Modeling and parametric optimization for a solar-powered closed-cycle micro gas turbine for space applications

Abstract

Abstract The research describes the theory design and the modeling of a closed cycle micro gas turbine power plant (CMGTP). A computer simulation model in ASTRA is used to model specifically for this cycle. The software model has been tested for various configurations of gas turbines. For the commercial viability and success of the CMGTP, it should have significant operational feasibility. The working fluid properties play a vital role. The research is a feasibility study to examine the technology for Brayton-cycle based solar thermal power plants and to optimize the model in comparison with Solar array photovoltaic cells to increase the power density by increasing the power generated per unit solar-collector area. A mathematical model for CMGTP was de-signed to power satellites in space environments.

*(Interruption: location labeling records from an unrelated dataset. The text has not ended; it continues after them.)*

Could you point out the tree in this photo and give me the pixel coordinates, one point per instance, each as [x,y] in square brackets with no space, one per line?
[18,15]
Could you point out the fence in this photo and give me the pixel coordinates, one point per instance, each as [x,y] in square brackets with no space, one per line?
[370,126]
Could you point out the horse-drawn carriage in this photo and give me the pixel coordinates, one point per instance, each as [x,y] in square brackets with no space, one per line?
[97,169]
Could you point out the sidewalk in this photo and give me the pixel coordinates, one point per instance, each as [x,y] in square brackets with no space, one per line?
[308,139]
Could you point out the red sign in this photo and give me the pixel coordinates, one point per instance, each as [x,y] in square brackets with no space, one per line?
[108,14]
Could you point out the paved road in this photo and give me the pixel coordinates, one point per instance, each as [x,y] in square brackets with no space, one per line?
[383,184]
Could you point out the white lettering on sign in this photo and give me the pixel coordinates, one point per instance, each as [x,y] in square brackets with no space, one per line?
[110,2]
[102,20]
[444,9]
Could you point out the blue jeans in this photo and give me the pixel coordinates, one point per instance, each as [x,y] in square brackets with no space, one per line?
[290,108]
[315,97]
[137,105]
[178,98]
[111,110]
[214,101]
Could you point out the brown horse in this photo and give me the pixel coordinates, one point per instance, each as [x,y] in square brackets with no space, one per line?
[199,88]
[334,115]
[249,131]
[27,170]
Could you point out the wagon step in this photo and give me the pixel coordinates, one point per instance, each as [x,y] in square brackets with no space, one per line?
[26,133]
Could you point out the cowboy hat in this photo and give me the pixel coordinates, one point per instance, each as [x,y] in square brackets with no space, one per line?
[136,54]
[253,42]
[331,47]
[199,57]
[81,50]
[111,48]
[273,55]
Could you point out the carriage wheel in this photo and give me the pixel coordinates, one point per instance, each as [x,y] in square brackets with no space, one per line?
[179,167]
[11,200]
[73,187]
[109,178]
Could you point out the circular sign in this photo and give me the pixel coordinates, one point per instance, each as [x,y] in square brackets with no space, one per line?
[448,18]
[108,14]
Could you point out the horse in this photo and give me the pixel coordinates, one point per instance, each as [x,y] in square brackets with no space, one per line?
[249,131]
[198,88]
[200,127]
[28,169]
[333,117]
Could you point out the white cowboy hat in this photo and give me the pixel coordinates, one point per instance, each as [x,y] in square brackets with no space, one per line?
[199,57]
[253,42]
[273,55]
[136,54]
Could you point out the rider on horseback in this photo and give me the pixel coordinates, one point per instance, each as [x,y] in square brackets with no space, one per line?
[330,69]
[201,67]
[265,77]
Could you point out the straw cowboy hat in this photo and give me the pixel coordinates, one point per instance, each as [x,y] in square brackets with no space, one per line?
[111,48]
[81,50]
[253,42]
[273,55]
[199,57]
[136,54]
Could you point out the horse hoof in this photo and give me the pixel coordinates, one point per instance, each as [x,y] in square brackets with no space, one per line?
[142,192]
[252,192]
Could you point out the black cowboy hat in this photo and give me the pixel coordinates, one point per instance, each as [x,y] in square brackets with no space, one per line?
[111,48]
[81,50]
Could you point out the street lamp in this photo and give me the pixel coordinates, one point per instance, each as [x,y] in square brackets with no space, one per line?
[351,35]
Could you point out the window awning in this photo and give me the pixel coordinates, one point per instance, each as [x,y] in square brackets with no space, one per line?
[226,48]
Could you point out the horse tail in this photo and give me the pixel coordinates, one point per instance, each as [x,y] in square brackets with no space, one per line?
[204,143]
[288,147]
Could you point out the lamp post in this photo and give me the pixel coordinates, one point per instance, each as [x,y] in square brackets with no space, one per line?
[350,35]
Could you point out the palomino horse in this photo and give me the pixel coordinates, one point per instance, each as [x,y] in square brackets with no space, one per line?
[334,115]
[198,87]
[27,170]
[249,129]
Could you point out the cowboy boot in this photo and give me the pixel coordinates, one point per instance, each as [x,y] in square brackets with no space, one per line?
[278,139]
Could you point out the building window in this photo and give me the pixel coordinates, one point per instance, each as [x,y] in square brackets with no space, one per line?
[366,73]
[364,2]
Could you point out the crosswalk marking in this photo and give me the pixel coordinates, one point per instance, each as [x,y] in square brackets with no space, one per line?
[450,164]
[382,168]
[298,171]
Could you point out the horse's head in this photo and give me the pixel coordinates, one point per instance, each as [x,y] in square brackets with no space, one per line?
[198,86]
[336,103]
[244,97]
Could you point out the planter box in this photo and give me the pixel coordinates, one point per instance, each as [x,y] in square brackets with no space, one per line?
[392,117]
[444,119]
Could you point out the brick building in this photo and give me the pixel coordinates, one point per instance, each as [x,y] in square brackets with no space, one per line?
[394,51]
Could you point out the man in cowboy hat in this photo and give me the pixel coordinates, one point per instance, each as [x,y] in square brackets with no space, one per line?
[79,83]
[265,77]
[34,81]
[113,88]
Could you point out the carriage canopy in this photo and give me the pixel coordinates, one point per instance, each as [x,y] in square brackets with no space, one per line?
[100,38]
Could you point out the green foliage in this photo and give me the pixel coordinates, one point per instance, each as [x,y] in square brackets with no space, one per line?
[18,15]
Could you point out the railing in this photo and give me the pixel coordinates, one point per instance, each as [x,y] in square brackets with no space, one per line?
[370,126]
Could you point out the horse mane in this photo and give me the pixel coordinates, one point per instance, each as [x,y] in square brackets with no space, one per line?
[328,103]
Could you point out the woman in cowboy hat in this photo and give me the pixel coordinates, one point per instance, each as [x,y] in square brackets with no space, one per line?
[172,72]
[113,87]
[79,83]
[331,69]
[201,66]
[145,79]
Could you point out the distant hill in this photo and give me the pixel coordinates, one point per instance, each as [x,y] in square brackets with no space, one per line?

The goal is to provide electricity from a parabolic mirror acting as a heat source that is collected by pointing at the sun. The Closed Brayton Cycle power was simulated to produce an output of 6 kW at the generator terminal. The heat source generated from the sun was considered to be around 750 K to 1250 K. The vacuum at the space radiation environment was considered to be 200 K acting as a coolant sink. The optimization of the power plant priorities is followed as High thermal-to-electric efficiency, Low mass, and volume. Computer simulation for thermodynamic analysis was performed on the selection of the working fluids, Brayton cycle design parameters, a heat exchanger (heating and cooling temperatures) that meets the best criteria. A system-level tradeoff study was performed to optimize for achieving target functions for critical factors. The CMGTP consists of a centrifugal compressor, a radial in-flow turbine on a single shaft powering a two-pole permanent magnet alternator.